Resmungou depois de explicar-me que morava na França mas estava resolvendo alguns negócios em Nova York.

— Então você mora mesmo em Paris desde que nasceu?

Perguntei realmente curiosa. Afonso olhou para os dois lados do cruzamento, saindo da minha rua, e acelerou o carro.

— Sim, sou parisiense. Mas conheço o Brasil, passei um tempo lá assim que terminei o ensino médio, com meus avós quando eles decidiram voltar para a fazenda deles.

Levantei as sobrancelhas.

— Nossa, que bom.

Ele balançou a cabeça concordando.

— Também estagiei aqui durante um tempo.

Franzi as sobrancelhas.

— Aqui em Nova York?

Ele concordou ainda atento a estrada.

— Sim. Eu havia ganho uma bolsa para estágio de um professor meu lá da universidade, então vim para cá e fiquei em um estágio de seis meses.

Uma pessoa vivida. Pensei enquanto o observava. Ficamos em silêncio enquanto eu olhava pela janela.

— E agora você está aqui fazendo o que?

— Minha avó está com negócios com o MoMA, eu estou fazendo alguns projetos para o museu, projetos de reforma e novas construções.

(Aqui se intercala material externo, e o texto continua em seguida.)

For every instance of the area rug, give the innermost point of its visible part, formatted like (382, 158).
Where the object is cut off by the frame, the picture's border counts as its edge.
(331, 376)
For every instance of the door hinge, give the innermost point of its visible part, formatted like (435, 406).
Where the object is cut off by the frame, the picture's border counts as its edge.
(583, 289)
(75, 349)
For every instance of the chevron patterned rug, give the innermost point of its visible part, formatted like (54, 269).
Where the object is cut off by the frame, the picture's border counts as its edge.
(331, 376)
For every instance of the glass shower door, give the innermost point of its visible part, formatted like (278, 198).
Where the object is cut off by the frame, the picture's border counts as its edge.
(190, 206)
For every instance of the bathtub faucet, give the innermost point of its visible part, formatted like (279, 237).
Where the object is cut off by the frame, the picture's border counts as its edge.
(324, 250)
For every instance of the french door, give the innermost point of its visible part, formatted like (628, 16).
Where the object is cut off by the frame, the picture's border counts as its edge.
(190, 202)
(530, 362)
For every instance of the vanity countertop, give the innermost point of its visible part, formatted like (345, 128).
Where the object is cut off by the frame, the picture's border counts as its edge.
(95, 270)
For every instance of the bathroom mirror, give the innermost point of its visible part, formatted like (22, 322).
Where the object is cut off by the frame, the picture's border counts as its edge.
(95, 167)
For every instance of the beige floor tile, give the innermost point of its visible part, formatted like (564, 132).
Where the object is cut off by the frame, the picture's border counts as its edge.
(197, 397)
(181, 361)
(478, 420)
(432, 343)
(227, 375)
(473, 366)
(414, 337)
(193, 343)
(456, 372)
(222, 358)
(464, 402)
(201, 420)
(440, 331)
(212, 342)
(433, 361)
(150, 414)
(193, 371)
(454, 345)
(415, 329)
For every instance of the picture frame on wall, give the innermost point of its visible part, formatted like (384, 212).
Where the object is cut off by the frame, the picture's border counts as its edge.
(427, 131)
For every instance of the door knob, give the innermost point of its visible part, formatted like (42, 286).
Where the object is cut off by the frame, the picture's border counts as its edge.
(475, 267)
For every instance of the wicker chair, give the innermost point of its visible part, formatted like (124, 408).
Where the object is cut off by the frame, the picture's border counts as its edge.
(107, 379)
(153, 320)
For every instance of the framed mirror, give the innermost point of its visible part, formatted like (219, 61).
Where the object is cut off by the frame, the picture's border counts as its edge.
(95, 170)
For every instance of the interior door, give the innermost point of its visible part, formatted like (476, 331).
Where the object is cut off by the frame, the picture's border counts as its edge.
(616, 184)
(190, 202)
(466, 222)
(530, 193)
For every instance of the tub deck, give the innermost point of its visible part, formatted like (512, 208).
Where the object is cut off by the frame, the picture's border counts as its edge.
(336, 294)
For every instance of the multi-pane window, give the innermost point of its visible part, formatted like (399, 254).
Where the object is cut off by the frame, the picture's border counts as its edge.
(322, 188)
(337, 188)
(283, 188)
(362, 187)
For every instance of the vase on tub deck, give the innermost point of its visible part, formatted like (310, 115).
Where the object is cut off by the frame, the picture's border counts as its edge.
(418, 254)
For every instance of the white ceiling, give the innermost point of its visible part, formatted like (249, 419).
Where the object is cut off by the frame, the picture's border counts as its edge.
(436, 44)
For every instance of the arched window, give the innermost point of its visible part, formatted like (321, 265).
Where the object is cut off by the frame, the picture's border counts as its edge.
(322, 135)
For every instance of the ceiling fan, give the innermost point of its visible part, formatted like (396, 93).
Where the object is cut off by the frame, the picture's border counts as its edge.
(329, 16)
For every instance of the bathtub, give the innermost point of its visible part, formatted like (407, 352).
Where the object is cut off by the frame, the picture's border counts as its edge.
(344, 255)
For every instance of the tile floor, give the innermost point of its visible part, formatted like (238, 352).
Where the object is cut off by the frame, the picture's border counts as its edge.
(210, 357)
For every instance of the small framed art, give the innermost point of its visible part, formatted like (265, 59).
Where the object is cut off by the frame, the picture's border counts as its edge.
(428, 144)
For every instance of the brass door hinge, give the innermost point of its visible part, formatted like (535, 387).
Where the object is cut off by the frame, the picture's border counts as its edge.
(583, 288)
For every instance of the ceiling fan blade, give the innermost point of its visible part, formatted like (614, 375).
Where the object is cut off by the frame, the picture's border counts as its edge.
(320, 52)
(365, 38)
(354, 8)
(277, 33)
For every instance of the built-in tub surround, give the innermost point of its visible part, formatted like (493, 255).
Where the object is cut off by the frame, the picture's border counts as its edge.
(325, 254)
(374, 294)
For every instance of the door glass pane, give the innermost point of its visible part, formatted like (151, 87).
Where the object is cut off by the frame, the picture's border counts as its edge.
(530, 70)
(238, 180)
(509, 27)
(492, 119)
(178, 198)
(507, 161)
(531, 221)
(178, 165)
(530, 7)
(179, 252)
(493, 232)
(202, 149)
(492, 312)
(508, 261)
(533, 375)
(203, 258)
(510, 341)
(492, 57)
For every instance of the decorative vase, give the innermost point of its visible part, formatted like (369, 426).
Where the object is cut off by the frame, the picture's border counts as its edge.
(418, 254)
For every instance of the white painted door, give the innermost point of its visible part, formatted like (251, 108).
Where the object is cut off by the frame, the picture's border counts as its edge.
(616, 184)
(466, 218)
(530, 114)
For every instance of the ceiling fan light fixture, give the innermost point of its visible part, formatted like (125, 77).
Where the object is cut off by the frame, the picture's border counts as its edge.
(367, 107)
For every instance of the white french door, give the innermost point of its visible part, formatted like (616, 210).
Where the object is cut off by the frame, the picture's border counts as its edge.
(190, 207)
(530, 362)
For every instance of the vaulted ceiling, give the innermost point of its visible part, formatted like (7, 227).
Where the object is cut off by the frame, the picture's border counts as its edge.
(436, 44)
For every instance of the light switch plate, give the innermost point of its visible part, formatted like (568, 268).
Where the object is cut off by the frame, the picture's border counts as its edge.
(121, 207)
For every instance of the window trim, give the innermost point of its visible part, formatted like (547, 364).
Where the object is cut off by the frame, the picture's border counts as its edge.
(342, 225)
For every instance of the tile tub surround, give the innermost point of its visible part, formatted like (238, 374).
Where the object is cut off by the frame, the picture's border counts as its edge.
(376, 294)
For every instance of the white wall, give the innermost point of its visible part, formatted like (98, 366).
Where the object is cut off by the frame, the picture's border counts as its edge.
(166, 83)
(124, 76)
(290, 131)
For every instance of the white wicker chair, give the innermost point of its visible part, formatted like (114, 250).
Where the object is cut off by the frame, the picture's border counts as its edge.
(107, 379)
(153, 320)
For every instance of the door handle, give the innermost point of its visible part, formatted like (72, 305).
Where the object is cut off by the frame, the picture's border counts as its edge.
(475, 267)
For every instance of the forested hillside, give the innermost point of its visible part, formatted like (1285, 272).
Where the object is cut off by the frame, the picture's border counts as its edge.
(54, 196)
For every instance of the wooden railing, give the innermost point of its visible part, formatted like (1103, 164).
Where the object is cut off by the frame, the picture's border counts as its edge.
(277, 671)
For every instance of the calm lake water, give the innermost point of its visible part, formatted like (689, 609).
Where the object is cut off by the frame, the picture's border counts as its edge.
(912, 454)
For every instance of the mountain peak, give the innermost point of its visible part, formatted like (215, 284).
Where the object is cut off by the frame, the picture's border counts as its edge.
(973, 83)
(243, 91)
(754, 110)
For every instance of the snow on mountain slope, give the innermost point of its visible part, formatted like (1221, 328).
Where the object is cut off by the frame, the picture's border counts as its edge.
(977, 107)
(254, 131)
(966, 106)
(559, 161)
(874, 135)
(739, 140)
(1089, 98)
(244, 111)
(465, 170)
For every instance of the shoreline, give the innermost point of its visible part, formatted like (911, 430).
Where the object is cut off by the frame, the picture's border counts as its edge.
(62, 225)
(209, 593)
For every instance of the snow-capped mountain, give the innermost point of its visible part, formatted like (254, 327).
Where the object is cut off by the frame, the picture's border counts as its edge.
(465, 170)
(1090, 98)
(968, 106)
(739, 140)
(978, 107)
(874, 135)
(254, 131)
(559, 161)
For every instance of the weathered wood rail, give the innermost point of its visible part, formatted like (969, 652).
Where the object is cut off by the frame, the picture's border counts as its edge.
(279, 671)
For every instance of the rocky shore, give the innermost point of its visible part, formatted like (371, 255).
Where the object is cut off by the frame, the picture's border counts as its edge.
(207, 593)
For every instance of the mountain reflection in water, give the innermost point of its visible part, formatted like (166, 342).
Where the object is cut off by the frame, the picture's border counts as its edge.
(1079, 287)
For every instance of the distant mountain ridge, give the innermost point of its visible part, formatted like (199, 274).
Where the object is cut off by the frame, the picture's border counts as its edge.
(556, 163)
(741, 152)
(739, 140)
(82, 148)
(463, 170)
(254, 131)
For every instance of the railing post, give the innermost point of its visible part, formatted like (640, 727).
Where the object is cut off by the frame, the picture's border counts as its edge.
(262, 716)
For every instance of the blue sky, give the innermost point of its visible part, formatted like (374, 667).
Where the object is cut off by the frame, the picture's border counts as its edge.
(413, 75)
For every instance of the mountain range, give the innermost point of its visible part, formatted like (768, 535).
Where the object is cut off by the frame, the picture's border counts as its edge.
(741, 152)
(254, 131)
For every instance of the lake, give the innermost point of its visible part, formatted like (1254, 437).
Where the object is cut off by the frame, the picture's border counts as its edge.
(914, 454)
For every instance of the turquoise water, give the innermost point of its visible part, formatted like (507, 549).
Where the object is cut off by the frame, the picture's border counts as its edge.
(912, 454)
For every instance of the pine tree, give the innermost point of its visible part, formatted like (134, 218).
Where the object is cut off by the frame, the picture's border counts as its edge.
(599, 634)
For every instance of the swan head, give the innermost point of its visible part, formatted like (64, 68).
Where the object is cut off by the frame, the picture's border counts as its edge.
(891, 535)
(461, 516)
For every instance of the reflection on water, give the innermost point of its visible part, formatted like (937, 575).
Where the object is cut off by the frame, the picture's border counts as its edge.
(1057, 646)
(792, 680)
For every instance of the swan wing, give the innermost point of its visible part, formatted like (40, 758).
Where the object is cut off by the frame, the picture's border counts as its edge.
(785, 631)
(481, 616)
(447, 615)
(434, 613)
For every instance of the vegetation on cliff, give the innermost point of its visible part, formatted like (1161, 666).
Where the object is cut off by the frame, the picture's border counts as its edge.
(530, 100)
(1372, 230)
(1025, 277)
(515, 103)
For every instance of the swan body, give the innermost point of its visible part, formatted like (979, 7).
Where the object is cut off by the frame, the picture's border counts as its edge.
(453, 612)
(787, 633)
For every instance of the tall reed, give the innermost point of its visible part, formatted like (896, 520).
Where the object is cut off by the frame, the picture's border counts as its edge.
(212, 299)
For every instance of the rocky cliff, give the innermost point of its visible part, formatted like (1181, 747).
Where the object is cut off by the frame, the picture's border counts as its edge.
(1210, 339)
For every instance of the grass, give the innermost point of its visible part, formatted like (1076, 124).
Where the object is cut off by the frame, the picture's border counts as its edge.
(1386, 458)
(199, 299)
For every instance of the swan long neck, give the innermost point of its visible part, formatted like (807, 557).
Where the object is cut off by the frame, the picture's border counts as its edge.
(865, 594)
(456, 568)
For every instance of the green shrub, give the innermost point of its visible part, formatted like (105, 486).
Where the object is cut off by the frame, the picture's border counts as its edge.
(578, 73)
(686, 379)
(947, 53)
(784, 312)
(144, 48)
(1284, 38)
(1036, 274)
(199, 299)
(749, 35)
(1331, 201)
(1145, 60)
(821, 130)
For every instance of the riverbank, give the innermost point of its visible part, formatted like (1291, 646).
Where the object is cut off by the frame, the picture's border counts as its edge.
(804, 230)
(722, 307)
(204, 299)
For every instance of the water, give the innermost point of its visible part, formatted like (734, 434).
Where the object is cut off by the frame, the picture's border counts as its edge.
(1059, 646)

Balancei a cabeça concordando, sem saber mais o que dizer, ele parecia tão jovem e tão experiente e responsável. Afonso se curvou sobre o volante, olhando para fora como se procurasse por alguma rua.

— Você está perdido?

Perguntei na terceira vez que ele fez isso.

— Não.

Respondeu rápido, ainda atento à rua.

— Tem certeza?

Tive vontade de rir. Eu tinha certeza que ele estava perdido. Afonso me encarou e freou o carro em frente a um restaurante.

— Absoluta.

Ele levantou uma sobrancelha e sorriu de lado, vitorioso. Revirei os olhos. Ele desligou o carro e descemos indo em direção a um pequeno lugar de janelas de vidro tomando grande parte da fachada, uma luz amarelada vinda de dentro com toldos verdes escritos: Veselka. Veselka? Encarei Afonso que estava parado ao meu lado também encarando o nome, parecendo tão confuso quanto eu. Ele me olhou e mostrou um sorriso.

— Vamos?

Estendeu a mão abrindo a porta para que eu entrasse. O local amarelado por conta de sua luz incandescente, tinha um ar abafado e gentil. Aquele restaurante parecia maior por dentro.

— Olá, gostariam de escolher uma mesa? Aqui estão os cardápios. Sejam bem vindos.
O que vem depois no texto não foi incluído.